Today, my colleague (TFOC Coordinator, Karen Kraut) burst into UFE's communications spread with excitement beaming from her every pore:
Maz! I just opened Yahoo to check my personal email, and this was on the front page. It's a video about income inequality! This is really mainstream. Can you believe it?
UFE has been working to raise public awareness of economic inequality for 15 years, so this is certainly call for excitement. Yahoo News' video on income inequality, the first in their "Remake America" series, is accessible and deserving of the most views you can help to generate.
They includes testimonials from struggling people, many of which may sound familiar to you:
I was making a good living. That's basically disappeared.
Back in the day, you had good paying jobs. Now...it's minimum wage. Who can live off $10 an hour?
It doesn't matter how hard I work. I work hard..but I don't get anywhere.
We're still making less, but the prices of everything are skyrocketing.
How do I pay for groceries?
I tried to refinance my home, so I could keep my house, and I was told that I didn't make enough money.
They use social math to place income inequality into context—a messaging strategy that we at UFE regularly employ. The average U.S. worker's salary ($49,445) could pay for 10 months of health insurance, 5 months of college tuition, and buy 10 percent of an average home. On the other hand, the average Fortune 500 CEO's salary ($11.4 million) could pay for 300 years of health insurance, 200 years of college tuition and buy 34.5 new homes.
They connect the dots between economic inequality and the deterioration of other indicators of social wellness. (For more, read The Spirit Level by Richard Wilkinson and Kate Pickett.)
One interviewee expressed a sentiment that most of us likely share:
I think the most unfair thing is that the people who need help the most are the ones that aren't being listened to.

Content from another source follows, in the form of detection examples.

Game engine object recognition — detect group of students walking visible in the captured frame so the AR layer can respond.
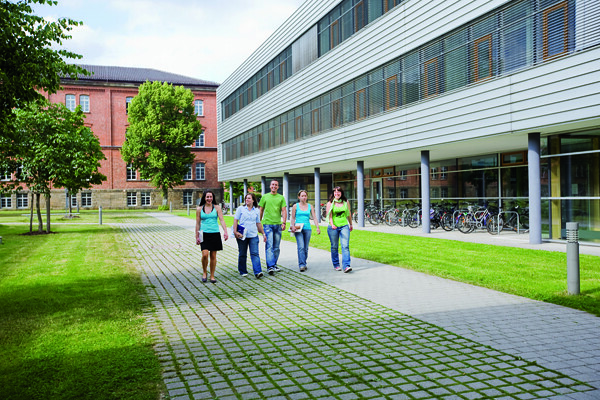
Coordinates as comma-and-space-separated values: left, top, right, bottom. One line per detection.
196, 180, 352, 283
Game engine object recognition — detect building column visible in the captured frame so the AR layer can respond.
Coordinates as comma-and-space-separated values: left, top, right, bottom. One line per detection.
283, 172, 290, 207
356, 161, 365, 228
421, 150, 431, 233
527, 132, 542, 244
229, 181, 233, 215
315, 168, 321, 222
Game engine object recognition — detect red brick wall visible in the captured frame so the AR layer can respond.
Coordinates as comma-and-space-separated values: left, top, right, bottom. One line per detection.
42, 82, 220, 209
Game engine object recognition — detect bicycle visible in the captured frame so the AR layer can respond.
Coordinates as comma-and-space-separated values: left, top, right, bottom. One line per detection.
456, 206, 494, 233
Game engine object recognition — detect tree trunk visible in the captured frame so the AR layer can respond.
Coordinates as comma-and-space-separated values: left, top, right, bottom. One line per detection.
46, 193, 50, 233
35, 193, 44, 233
29, 192, 33, 233
162, 188, 169, 206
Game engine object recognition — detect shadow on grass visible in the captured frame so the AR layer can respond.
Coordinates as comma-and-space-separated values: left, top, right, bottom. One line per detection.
0, 346, 161, 400
0, 276, 162, 399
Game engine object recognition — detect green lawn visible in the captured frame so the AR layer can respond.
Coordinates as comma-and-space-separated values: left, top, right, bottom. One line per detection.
189, 212, 600, 316
0, 211, 600, 399
0, 222, 164, 400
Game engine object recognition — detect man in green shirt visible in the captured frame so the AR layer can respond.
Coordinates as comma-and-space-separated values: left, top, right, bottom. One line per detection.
258, 180, 287, 275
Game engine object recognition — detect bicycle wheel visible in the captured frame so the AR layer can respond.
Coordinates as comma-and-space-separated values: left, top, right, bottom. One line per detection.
384, 210, 398, 226
487, 215, 504, 235
456, 214, 476, 233
440, 213, 454, 232
369, 211, 381, 225
408, 212, 420, 228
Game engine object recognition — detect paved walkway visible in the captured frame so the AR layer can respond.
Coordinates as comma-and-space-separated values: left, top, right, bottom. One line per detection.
122, 213, 600, 400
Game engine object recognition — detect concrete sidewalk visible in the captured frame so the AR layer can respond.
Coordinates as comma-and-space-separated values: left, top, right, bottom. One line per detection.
122, 213, 600, 399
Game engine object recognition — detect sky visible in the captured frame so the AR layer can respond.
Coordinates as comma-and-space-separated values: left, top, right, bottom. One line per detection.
34, 0, 304, 83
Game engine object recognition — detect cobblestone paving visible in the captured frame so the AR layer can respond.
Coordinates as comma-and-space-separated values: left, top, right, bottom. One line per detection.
121, 218, 593, 399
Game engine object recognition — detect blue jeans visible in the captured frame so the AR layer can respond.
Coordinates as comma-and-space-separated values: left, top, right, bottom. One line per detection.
263, 224, 281, 269
294, 229, 312, 268
327, 225, 350, 269
236, 236, 262, 275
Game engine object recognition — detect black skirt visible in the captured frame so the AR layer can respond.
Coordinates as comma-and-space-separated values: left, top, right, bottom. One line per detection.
200, 232, 223, 251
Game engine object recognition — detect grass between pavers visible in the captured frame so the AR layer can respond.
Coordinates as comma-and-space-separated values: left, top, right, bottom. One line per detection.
176, 212, 600, 316
0, 223, 165, 399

Perhaps most important of all, they use this video to address just that by asking these regular folks what they think the solutions are.

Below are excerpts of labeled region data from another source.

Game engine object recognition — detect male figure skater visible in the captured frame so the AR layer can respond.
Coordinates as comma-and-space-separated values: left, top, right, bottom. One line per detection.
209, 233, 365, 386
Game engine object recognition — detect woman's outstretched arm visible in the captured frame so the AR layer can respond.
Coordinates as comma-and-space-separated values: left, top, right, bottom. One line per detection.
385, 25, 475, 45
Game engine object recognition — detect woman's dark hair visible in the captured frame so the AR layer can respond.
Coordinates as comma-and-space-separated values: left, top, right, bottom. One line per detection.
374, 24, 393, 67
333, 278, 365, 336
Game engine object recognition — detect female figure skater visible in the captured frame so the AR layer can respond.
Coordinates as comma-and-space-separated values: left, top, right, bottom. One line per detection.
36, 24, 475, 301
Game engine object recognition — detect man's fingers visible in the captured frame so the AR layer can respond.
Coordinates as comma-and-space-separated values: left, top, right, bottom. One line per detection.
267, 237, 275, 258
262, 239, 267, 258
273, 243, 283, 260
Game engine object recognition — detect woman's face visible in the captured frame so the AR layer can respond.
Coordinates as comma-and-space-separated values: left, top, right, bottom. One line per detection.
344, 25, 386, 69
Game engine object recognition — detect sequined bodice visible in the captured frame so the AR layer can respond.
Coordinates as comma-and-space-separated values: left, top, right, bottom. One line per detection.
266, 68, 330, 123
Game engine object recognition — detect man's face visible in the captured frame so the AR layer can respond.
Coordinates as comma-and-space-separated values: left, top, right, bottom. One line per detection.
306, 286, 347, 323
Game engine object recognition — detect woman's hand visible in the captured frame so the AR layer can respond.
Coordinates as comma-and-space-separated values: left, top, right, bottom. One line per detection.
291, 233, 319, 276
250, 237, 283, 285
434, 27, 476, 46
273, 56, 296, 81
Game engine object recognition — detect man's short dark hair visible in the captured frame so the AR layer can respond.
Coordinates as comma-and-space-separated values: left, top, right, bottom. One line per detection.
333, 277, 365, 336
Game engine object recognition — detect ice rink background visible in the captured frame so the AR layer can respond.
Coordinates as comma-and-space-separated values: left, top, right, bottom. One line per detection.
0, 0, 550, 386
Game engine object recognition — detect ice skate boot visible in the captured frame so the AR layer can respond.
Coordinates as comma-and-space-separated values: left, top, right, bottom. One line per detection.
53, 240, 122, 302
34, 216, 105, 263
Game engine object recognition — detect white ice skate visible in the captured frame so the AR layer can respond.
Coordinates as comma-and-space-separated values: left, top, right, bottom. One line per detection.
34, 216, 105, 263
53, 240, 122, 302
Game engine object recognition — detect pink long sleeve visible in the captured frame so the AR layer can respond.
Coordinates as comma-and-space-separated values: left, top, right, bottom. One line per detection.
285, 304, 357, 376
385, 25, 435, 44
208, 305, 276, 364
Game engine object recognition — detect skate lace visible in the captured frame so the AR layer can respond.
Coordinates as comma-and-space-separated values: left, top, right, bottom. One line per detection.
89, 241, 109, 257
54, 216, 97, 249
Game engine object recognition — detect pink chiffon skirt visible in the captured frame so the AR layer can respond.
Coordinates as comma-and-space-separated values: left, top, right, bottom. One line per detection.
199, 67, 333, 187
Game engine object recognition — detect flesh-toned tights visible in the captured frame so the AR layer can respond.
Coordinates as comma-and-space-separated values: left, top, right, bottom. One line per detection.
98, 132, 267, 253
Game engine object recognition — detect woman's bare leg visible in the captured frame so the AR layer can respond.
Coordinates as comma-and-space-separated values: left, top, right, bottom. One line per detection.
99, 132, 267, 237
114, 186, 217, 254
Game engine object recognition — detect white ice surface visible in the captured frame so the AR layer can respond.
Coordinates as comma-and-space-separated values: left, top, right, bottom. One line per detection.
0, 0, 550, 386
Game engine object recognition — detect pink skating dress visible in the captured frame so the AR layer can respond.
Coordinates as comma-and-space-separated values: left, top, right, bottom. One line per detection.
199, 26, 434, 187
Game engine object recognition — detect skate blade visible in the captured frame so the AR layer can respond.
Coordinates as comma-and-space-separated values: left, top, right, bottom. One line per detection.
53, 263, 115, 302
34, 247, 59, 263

Some ideas are to reform the existing system: "The rich are gonna be rich. You want to fix that? Get rid of loopholes, fix the tax code!"
Others desire more unity: "I went down to Occupy Wall Street...just to see, does our country have the guts to go through the change that is going to be required?" UFE fully supports the Occupy Movement. We encourage all people to support Occupy Wall Street and their local occupations. Here's how you can get started.
One gent noted with an air of giddiness, "This is an issue that, for the first time in the 30 years that this has been happening, could really have an effect on the election." It could. But as flawed and corrupted by corporate money as our political system is, we'll have to raise the awareness of millions more and mobilize an unprecedented vote for candidates that will challenge this devastatingly unequal status quo.
There is no single thing we can do to bring about the change we need; there are a lot of things we must do on as constant a basis as we can manage. Sharing this video is one of them.